ISSN: 0970-938X (Print) | 0976-1683 (Electronic)

Biomedical Research

An International Journal of Medical Sciences

- Biomedical Research (2016) Volume 27, Issue 3

Classification of parasite egg cells using gray level cooccurence matrix and kNN.

Gökhan Şengül*

Department of Computer Engineering, Atilim University, Turkey

*Corresponding Author:
Gökhan Şengül
Department of Computer Engineering
Atilim University
Turkey

Accepted Date: March 17, 2016

Visit for more related articles at Biomedical Research

Abstract

Parasite eggs are around 20 to 80 μm dimensions, and they can be seen under microscopes only and their detection requires visual analyses of microscopic images, which requires human expertise and long analysis time. Besides visual analysis is very error prone to human procedures. In order to automatize this process, a number of studies are proposed in the literature. But there is still a gap between the preferred performance and the reported ones and it is necessary to increase the performance of the automatic parasite egg classification approaches. In this study a learning based statistical pattern recognition approach for parasite egg classification is proposed that will both decrease the time required for the manual classification by an expert and increase the performance of the previously suggested automated parasite egg classification approaches. The proposed method uses Gray-Level Co-occurrence Matrix as the feature extractor, which is a texture based statistical method that can differentiate the parasite egg cells based on their textures, and the k-Nearest Neighbourhood (kNN) classifier for the classification. The proposed method is tested on 14 parasite egg types commonly seen in humans. The results show that proposed method can classify the parasite egg cells with a performance rate of 99%.

Keywords

Parasite egg cells, Classification, Gray level co-occurence matrix.

Introduction

Parasite eggs, which may cause some sort of illness in humans, are around 20 to 80 μm dimensions and they can be seen under microscopes only [1]. So detection of parasite eggs requires visual analyses of microscopic images by human experts, which requires human expertise and long analysis time. Besides visual analysis is very error prone to human procedures. In order to reduce the analysis time and human error rates; automatic image analysis and parasite egg classification techniques are needed. In addition to this, automatic egg classification will help early detection of the parasites, which will decrease the diseases caused by those parasites. Due to overcome this problem, some automatic parasite egg classification methods based on image processing techniques and pattern recognition approaches are suggested in the literature. The most important ones of these studies are summarized below.

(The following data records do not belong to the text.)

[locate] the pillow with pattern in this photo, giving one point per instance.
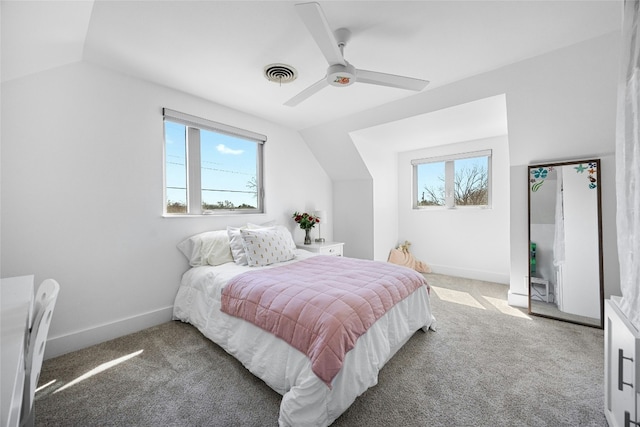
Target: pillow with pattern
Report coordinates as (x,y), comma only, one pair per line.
(266,246)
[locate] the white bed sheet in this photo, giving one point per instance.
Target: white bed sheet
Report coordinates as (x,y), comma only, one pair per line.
(306,400)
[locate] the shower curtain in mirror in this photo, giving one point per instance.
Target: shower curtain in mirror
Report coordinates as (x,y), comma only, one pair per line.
(628,165)
(558,239)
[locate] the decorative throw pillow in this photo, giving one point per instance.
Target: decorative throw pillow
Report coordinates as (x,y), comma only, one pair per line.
(208,248)
(235,241)
(267,246)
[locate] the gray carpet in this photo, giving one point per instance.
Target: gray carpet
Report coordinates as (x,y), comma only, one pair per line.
(486,365)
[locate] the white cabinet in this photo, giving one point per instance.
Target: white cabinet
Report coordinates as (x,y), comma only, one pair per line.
(621,368)
(325,248)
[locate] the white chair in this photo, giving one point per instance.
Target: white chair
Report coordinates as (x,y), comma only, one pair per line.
(34,354)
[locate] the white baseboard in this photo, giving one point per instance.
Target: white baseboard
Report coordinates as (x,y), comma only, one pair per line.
(487,276)
(517,300)
(57,346)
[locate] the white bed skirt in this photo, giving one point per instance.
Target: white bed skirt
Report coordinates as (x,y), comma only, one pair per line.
(307,401)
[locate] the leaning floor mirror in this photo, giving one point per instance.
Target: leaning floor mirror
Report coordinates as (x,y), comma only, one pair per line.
(565,242)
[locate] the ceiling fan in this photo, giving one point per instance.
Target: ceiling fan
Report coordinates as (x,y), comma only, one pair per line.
(340,72)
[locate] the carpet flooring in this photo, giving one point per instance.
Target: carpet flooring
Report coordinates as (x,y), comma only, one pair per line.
(487,364)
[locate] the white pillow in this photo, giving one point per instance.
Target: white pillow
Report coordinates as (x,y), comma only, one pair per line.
(235,242)
(208,248)
(266,246)
(284,230)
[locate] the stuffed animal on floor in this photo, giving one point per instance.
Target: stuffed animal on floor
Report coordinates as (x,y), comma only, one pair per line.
(402,256)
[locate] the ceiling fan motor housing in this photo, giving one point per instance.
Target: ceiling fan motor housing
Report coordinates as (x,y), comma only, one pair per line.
(341,75)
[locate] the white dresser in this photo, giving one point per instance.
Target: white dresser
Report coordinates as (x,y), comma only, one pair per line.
(324,248)
(621,368)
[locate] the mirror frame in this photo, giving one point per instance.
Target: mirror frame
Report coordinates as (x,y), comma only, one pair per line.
(600,255)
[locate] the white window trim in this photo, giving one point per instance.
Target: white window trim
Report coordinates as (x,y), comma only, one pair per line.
(450,178)
(194,192)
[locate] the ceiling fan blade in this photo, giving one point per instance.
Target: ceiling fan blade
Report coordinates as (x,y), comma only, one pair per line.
(391,80)
(317,24)
(307,92)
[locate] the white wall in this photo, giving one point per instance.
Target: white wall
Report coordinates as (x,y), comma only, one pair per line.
(464,242)
(561,105)
(383,167)
(353,222)
(82,196)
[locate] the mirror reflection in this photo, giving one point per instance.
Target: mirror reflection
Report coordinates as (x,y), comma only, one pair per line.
(566,280)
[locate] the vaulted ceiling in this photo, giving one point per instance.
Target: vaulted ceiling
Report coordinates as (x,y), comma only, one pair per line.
(217,50)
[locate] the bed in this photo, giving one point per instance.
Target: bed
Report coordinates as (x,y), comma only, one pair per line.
(217,265)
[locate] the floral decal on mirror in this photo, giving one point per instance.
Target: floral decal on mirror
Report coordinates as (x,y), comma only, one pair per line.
(592,173)
(538,176)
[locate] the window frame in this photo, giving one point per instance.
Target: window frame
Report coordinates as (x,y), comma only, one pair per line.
(449,184)
(193,126)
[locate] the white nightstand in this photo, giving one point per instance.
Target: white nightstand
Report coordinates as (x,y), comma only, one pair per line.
(326,248)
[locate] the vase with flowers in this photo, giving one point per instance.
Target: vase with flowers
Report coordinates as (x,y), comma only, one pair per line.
(306,222)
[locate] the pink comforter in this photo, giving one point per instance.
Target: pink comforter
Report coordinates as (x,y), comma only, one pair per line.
(320,305)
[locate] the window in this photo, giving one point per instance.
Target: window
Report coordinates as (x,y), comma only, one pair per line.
(211,167)
(451,181)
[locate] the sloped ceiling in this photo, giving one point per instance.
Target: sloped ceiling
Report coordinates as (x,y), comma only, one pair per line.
(217,49)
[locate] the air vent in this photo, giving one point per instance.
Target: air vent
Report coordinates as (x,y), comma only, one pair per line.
(280,73)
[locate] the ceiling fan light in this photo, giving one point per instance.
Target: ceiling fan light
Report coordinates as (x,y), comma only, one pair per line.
(341,75)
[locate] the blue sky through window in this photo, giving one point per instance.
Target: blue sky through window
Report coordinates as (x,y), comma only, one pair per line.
(228,167)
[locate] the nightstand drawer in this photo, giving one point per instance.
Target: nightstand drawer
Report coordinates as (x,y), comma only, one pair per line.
(326,248)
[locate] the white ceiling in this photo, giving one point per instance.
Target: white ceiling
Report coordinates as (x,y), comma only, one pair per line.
(217,49)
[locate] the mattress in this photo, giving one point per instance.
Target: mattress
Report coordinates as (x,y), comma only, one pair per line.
(307,401)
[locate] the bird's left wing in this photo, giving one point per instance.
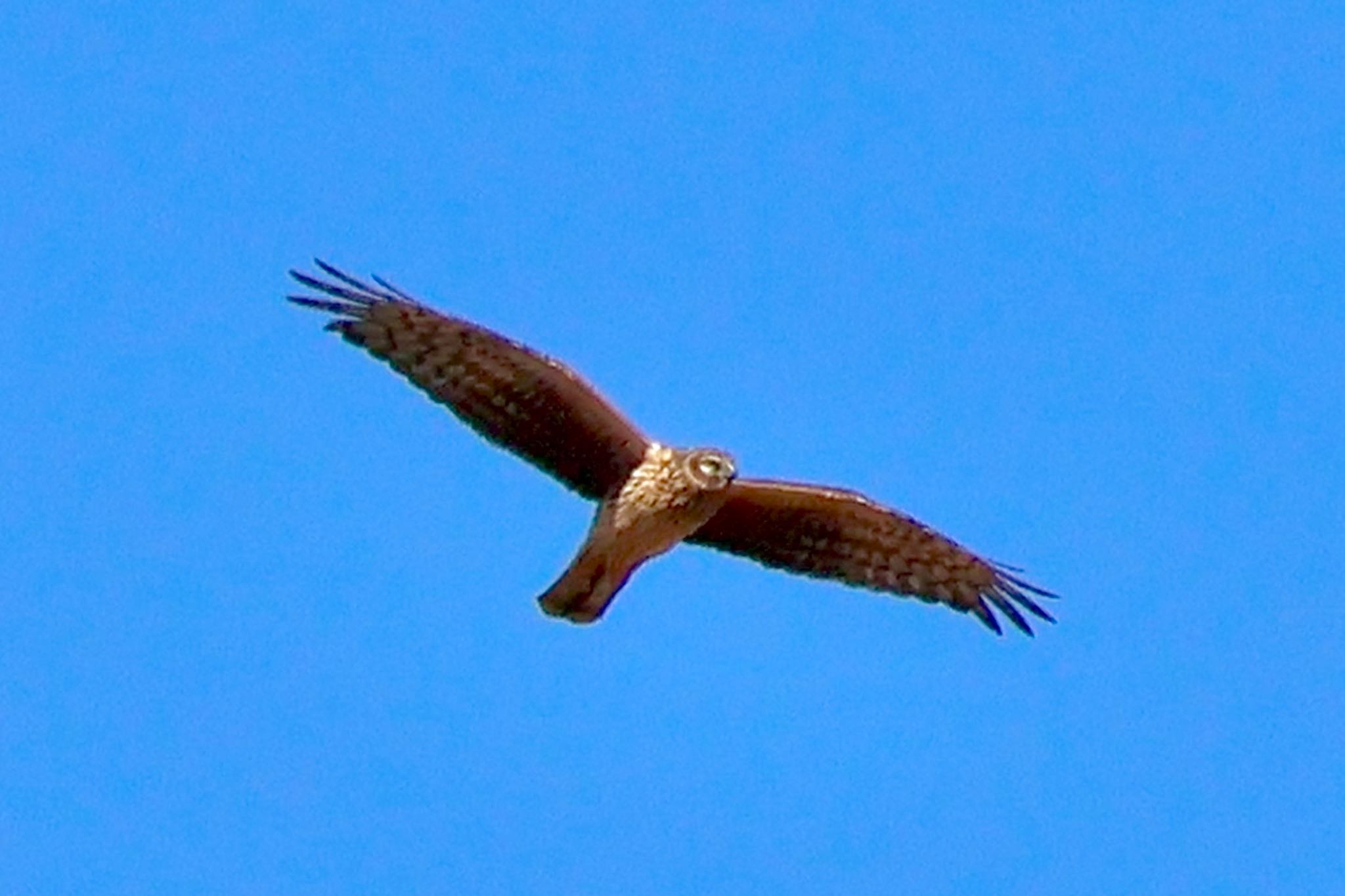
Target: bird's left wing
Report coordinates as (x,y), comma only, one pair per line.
(835,534)
(519,399)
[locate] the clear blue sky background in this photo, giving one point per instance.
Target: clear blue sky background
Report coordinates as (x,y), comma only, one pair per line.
(1067,284)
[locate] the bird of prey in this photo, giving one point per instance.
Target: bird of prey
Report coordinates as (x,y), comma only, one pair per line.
(650,498)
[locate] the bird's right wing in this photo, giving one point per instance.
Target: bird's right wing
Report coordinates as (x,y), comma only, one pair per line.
(517,398)
(834,534)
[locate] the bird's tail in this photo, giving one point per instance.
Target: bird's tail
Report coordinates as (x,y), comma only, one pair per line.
(584,590)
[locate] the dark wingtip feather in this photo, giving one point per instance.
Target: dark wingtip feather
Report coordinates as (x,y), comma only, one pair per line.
(1012,612)
(988,618)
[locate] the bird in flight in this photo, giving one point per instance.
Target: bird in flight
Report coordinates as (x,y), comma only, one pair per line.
(651,498)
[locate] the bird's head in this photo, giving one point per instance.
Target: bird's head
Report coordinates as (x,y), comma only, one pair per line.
(711,469)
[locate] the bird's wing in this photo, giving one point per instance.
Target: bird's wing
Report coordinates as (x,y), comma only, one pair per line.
(519,399)
(834,534)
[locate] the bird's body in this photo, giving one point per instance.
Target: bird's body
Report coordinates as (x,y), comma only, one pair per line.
(659,504)
(653,498)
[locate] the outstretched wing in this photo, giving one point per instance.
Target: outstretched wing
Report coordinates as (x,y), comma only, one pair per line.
(519,399)
(833,534)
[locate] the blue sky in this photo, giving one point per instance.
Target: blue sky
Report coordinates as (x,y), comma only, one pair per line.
(1063,282)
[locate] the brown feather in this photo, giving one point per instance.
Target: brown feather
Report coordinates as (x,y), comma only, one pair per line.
(519,399)
(835,534)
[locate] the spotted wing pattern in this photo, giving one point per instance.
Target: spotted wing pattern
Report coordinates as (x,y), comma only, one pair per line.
(834,534)
(519,399)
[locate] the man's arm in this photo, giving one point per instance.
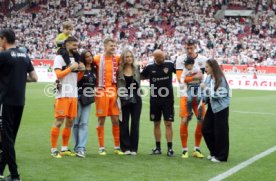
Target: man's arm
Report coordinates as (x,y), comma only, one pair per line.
(3,57)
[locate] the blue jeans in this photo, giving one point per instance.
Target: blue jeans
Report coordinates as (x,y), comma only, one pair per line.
(80,127)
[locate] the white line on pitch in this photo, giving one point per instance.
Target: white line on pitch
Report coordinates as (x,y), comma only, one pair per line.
(242,165)
(247,112)
(241,112)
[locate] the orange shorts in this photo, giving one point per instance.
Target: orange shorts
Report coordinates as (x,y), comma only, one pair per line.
(66,107)
(184,112)
(106,102)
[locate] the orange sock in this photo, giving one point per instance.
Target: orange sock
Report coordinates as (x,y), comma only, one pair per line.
(198,135)
(116,135)
(54,136)
(100,132)
(66,133)
(184,135)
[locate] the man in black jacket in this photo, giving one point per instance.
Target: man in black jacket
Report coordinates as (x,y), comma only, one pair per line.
(161,100)
(15,70)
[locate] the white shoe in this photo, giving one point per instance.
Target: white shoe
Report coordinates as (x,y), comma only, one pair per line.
(80,154)
(214,160)
(127,152)
(134,153)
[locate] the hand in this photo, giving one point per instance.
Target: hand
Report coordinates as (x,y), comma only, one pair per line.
(81,67)
(74,66)
(202,85)
(198,76)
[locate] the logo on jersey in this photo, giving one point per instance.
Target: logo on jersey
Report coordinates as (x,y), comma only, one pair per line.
(166,70)
(13,54)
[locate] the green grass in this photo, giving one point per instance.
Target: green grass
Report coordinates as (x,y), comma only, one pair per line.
(250,134)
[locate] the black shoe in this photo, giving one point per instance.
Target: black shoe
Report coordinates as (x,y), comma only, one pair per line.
(156,151)
(11,179)
(170,153)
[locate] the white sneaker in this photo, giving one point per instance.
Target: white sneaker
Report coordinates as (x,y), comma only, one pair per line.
(127,152)
(214,160)
(134,153)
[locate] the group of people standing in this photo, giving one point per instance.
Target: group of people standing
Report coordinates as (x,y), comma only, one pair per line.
(83,79)
(115,83)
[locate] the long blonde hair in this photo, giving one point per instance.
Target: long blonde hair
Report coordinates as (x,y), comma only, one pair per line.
(123,60)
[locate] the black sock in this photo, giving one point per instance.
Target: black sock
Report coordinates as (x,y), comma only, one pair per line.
(158,145)
(169,145)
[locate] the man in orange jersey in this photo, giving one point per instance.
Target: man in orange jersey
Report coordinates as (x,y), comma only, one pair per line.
(106,94)
(199,61)
(66,68)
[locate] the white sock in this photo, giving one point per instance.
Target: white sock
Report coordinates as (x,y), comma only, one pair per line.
(64,148)
(185,149)
(53,150)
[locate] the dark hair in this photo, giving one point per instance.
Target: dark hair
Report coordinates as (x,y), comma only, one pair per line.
(82,57)
(70,39)
(189,60)
(8,34)
(191,42)
(217,72)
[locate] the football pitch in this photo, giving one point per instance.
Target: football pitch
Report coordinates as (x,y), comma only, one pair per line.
(252,131)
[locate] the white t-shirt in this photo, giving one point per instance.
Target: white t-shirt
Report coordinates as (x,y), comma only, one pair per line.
(69,82)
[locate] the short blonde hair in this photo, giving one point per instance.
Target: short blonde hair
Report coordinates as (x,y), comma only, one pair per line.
(123,61)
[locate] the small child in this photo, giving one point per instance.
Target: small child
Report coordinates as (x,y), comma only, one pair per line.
(67,28)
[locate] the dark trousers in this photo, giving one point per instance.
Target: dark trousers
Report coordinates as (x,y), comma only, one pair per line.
(10,118)
(215,131)
(129,138)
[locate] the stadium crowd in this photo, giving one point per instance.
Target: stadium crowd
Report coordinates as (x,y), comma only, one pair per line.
(146,25)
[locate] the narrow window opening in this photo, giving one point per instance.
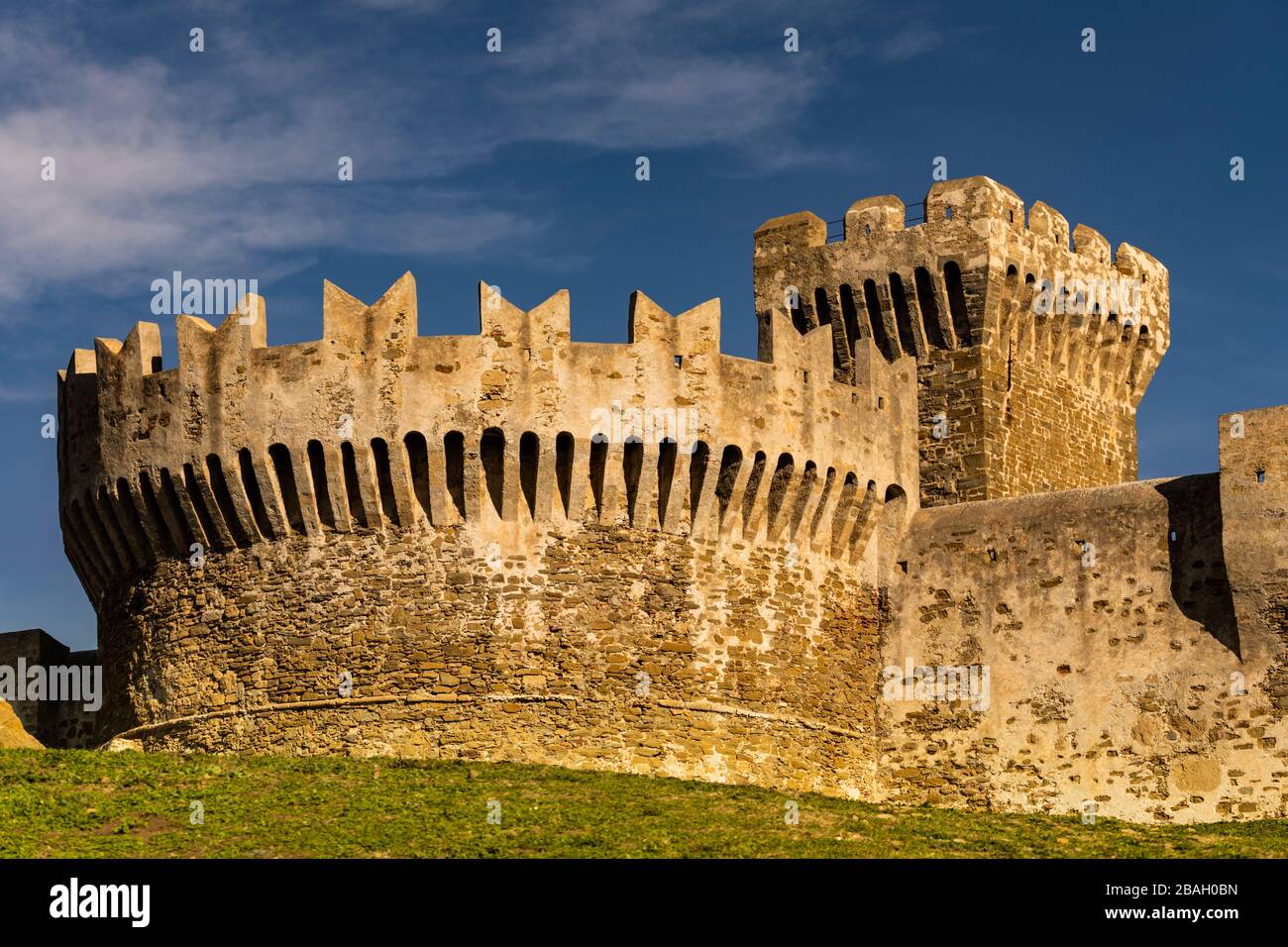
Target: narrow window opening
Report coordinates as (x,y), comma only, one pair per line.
(384,479)
(597,463)
(321,492)
(828,482)
(454,468)
(132,514)
(284,472)
(875,320)
(957,303)
(250,483)
(417,462)
(95,523)
(666,453)
(822,308)
(492,457)
(778,484)
(807,480)
(902,317)
(171,496)
(729,463)
(352,488)
(150,501)
(798,313)
(632,466)
(849,318)
(697,474)
(758,474)
(565,450)
(928,308)
(224,500)
(198,504)
(529,458)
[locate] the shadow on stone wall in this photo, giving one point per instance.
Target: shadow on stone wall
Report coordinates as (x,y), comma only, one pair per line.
(1199,582)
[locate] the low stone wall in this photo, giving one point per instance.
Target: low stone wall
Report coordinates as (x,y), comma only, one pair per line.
(1116,680)
(609,648)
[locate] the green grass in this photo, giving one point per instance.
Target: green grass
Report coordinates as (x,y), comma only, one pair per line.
(98,804)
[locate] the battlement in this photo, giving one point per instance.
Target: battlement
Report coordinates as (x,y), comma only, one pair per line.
(376,428)
(1017,325)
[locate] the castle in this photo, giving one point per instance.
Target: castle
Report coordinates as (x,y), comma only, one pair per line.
(902,556)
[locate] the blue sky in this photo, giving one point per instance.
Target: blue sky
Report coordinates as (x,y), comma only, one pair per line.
(519,169)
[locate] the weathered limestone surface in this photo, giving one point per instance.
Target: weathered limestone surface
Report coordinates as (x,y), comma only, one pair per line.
(1031,402)
(469,547)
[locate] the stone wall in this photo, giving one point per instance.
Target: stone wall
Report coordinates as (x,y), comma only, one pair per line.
(600,647)
(1106,620)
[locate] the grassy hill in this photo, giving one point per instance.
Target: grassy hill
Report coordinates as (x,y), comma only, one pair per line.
(129,804)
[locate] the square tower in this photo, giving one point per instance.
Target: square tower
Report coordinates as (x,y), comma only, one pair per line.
(1031,356)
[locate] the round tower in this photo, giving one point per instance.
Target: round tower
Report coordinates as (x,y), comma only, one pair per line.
(645,557)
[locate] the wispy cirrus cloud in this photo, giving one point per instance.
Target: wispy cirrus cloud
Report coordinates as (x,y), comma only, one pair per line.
(226,161)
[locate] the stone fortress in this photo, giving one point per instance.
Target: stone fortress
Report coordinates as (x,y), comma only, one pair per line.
(902,556)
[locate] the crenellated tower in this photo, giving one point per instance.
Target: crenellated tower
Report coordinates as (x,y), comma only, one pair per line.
(1031,356)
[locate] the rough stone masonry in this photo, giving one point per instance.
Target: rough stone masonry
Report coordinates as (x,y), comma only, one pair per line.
(497,547)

The automatic parasite egg classification works started with the work by Yang et al. in 2001. In this study, the morphometric characteristics of eggs were extracted from microscopic images using image processing techniques. Then they used Artificial Neural Networks (ANN) to identify the eggs. The extracted features were based on shape, shell smoothness and size. They used a total of 82 microscopic images, and tenfold crossvalidation method. As a result they obtained 90.3% correct classification rate [2]. Sengur and Turkoglu proposed a statistical pattern recognition approach to classify 8 different egg cells. They used invariant moments for the feature extraction, and they used ANN for the classification. As a result they obtained 90% correct classification rate [3]. Dogantekin et al. proposed a technique based on invariant moments and adaptive network. They used noise reduction as a pre-processing step, and contrast enhancement, segmentation, and morphological processes for the feature extraction. They tested the proposed method to classify 16 different parasite eggs from microscopic images and they obtained 95% success rate [4]. In a similar study Avci and Varol proposed an expert diagnosis system to classify parasite eggs based on multi-class Support Vector Machine (SVM). They used invariant moments as the features. They used noise reduction, contrast enhancement, thresholding and morphological and logical processes in the preprocessing stage. At the testing stage they obtained an overall of 97.70% success classification rate [5].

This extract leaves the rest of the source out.